Menace au rayon poisson
Publié le 18 mai 2008 à 18h00 par
La coque bleue et rouge de l'Eureka fend les eaux agitées au large de l'Ecosse. Parti jeudi du port de Lorient, le chalutier arrive aujourd'hui sur sa zone de pêche. A la barre, David Burel, un solide Breton de 38 ans. Les yeux rivés sur le "sondeur", un écran qui repère les bancs de poissons, Burel donne l'ordre de lancer le filet pour ramener une tonne de julienne, ou de lotte.

Le prix du poisson sur les étals des supermarchés devraient encore augmenter. (Reuters)
La bonne humeur des huit marins de l'équipage n'est qu'apparente. Aux quotas qui assèchent leur activité s'ajoute depuis novembre la flambée des prix des hydrocarbures. Résultat: leur navire, qui consomme 1 litre de carburant par kilo de poisson pêché, est devenu un gouffre financier. Pour la Scapêche (Intermarché), propriétaire du navire et premier armateur français, la facture est trop lourde. Si elle n'arrive pas à moderniser le chalutier, la coque sera vendue et les droits de pêche conservés. Un sort partagé par 75 autres bateaux de pêche français (sur un total de 5000), en lice pour un plan de sortie de flotte cette année.
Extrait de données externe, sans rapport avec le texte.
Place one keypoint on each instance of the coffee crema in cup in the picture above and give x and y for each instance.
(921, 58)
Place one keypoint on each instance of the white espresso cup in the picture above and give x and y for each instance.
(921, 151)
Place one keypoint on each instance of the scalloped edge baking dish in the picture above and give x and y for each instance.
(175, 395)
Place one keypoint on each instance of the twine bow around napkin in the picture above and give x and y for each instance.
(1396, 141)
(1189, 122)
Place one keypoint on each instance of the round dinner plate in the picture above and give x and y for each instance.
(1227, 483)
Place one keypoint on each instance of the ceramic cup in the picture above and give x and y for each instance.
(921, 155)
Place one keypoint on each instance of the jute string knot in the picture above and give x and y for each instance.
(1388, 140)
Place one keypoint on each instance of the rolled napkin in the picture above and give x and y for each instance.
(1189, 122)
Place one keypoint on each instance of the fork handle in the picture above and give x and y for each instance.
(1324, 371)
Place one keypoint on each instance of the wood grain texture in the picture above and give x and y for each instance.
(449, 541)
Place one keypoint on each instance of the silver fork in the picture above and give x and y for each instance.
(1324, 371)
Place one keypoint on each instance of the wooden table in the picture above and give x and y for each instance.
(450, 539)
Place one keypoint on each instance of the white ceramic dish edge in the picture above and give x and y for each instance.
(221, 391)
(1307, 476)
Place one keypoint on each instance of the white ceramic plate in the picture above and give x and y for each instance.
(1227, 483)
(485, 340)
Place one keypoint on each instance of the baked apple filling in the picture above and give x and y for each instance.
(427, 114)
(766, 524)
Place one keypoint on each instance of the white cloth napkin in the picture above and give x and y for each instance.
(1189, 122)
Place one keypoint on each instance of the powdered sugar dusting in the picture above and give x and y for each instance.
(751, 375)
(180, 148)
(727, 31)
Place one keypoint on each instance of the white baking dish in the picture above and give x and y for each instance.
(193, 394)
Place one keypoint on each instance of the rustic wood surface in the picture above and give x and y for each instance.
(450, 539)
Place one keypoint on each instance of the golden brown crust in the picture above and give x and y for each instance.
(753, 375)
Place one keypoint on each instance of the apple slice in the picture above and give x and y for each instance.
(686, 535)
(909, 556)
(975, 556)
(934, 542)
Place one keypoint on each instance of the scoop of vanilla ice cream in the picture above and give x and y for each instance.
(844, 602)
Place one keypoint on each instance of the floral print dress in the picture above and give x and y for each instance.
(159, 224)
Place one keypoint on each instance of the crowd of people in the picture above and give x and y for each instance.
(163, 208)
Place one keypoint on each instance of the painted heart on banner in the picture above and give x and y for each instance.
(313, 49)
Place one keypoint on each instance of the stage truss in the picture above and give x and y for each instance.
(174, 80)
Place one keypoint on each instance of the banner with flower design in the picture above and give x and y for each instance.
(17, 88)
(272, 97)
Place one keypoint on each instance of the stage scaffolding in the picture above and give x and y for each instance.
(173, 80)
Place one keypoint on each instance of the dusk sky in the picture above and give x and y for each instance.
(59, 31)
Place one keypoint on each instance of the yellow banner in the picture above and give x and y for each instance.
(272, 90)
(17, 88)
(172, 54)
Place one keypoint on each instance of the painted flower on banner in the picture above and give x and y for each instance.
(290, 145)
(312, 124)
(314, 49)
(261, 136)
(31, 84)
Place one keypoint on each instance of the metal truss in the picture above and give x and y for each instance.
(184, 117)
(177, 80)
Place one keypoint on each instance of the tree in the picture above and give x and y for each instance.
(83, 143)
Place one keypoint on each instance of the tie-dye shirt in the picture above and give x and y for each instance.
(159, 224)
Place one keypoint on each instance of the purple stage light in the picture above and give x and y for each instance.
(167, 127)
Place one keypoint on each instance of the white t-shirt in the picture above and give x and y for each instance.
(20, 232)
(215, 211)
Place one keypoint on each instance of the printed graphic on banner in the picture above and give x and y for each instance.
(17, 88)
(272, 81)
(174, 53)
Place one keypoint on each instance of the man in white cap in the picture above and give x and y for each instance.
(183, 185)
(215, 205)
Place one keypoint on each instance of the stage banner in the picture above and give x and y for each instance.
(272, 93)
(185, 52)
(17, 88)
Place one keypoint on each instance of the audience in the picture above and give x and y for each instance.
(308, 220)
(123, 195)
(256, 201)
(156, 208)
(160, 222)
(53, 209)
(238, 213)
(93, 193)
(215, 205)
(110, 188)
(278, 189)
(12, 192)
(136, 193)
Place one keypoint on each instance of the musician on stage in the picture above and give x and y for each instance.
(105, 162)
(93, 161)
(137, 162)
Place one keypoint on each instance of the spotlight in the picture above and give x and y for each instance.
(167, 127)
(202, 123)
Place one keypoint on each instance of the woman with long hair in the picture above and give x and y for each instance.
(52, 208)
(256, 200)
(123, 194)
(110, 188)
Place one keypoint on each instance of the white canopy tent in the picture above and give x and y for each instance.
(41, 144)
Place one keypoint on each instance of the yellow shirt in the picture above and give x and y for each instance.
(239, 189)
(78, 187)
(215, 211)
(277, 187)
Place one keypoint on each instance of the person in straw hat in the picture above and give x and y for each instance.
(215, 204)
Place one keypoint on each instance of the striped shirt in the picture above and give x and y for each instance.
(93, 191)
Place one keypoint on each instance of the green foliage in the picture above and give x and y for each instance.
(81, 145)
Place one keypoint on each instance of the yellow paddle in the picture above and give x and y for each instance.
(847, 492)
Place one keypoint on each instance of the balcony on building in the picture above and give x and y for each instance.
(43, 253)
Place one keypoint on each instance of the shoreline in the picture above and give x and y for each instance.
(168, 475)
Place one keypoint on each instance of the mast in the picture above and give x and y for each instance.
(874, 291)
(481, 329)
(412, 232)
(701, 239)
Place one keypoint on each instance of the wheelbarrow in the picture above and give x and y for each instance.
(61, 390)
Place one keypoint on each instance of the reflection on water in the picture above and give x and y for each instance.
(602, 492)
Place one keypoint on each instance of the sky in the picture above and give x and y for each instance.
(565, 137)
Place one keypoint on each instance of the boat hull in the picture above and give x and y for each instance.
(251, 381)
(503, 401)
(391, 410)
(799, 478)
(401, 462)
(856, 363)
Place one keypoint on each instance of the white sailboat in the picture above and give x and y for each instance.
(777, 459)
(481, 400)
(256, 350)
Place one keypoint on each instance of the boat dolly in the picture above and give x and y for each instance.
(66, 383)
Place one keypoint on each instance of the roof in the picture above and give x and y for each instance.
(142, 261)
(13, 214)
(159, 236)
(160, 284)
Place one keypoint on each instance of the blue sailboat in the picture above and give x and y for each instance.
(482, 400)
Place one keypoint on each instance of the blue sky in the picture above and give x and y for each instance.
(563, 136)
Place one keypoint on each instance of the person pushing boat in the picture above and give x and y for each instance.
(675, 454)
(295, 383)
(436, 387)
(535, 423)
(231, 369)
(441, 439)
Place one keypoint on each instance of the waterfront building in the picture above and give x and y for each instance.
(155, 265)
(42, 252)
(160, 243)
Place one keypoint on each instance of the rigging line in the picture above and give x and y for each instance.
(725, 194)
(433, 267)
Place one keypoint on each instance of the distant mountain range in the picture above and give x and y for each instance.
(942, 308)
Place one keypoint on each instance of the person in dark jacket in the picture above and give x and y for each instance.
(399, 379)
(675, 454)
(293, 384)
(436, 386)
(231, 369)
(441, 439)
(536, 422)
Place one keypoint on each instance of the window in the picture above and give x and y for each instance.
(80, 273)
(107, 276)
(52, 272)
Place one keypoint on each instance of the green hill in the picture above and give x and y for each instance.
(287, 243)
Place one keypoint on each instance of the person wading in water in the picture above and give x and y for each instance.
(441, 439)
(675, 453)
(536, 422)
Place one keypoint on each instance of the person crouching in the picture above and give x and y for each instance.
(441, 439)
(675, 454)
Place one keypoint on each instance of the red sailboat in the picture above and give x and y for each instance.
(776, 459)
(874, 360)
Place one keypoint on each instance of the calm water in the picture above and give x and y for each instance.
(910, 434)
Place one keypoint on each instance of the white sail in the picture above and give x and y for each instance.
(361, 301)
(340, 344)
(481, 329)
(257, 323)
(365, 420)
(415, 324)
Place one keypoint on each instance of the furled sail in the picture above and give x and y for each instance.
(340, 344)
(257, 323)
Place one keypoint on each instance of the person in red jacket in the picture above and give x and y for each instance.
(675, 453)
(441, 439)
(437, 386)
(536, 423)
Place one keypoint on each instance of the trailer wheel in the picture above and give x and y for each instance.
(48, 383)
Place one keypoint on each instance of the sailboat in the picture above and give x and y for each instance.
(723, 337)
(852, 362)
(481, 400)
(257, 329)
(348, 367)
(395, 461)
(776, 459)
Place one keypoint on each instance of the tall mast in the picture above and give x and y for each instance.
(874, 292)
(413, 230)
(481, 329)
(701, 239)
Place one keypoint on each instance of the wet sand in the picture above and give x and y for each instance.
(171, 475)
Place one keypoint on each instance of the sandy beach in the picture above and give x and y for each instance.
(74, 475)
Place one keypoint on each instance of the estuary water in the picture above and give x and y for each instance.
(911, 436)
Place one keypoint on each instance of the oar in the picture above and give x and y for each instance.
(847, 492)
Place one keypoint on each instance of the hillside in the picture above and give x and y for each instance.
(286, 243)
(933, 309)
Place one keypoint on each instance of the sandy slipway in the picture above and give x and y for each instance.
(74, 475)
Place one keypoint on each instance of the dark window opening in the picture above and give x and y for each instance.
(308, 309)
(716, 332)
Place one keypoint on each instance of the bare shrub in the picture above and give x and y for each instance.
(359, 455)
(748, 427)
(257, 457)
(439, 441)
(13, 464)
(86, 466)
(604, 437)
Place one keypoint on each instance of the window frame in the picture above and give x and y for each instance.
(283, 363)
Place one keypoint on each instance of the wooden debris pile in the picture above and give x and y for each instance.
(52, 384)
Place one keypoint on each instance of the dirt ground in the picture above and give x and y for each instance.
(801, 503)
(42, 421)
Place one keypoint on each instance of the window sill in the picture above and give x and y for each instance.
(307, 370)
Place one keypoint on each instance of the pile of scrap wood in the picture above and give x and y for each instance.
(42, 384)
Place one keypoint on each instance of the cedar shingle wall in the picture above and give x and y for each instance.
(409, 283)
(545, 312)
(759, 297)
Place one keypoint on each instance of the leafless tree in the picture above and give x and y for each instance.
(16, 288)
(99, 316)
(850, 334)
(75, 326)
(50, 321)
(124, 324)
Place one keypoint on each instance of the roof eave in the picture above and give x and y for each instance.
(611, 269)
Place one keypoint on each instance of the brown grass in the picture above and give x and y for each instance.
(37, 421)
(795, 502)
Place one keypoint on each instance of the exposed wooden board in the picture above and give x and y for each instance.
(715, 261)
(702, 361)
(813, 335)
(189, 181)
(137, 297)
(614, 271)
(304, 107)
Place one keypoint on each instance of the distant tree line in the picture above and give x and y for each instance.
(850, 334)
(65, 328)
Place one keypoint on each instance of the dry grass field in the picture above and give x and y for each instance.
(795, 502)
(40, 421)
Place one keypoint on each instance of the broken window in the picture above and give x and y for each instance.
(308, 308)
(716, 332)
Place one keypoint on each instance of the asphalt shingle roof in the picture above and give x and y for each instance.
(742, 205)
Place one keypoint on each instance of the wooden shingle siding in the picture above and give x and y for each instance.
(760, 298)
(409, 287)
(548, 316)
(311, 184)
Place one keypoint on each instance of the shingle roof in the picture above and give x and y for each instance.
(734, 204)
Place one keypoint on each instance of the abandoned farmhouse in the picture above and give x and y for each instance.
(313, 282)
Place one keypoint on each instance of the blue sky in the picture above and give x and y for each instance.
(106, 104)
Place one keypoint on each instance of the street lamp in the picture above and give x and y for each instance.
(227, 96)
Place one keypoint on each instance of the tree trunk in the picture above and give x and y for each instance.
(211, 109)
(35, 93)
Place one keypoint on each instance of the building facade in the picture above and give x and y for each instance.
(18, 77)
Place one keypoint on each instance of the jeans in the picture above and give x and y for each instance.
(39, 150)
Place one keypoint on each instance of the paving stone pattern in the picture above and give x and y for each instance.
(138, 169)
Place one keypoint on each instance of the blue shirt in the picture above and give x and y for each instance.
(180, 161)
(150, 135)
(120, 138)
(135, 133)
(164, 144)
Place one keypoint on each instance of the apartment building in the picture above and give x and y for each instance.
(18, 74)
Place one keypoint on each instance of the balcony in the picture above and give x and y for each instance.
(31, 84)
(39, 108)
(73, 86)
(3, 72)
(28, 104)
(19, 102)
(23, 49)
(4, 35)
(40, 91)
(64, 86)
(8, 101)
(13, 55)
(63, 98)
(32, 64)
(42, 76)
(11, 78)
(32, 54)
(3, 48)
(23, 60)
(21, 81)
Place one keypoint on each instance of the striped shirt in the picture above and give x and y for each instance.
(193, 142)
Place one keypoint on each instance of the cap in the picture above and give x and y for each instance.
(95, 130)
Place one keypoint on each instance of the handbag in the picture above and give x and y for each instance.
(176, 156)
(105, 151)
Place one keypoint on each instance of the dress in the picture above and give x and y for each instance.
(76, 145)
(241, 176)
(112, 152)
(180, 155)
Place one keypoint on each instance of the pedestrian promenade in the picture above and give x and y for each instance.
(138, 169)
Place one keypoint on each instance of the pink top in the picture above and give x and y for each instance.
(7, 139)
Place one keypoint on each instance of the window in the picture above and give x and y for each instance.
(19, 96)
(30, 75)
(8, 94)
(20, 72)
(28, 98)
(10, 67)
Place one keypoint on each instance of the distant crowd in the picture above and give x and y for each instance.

En janvier dernier, Michel Barnier, ministre de l'Agriculture et de la Pêche, a lancé un plan d'aide à la profession de 310 millions d'euros, en partie financés par une écocontribution prélevée sur les ventes au consommateur. Avec pour conséquence une nouvelle valse des étiquettes. Déguster du poisson est devenu un luxe. Selon l'UFC-Que Choisir, son prix a bondi de 23 des stocks de poissons sont surexploités
A l'avenir, l'équipage de David Burel embarquera peut-être sur un 46 mètres et pêchera des espèces "hors quotas". Selon Greenpeace, 70% des stocks de poissons sont surexploités. Mêmes échos à Bruxelles. Chaque année, les quotas européens condamnent de plus en plus de bateaux à rester à quai. Ainsi, fin mars, les pêcheurs français ont épuisé l'intégralité de leur quota de cabillaud pour l'année.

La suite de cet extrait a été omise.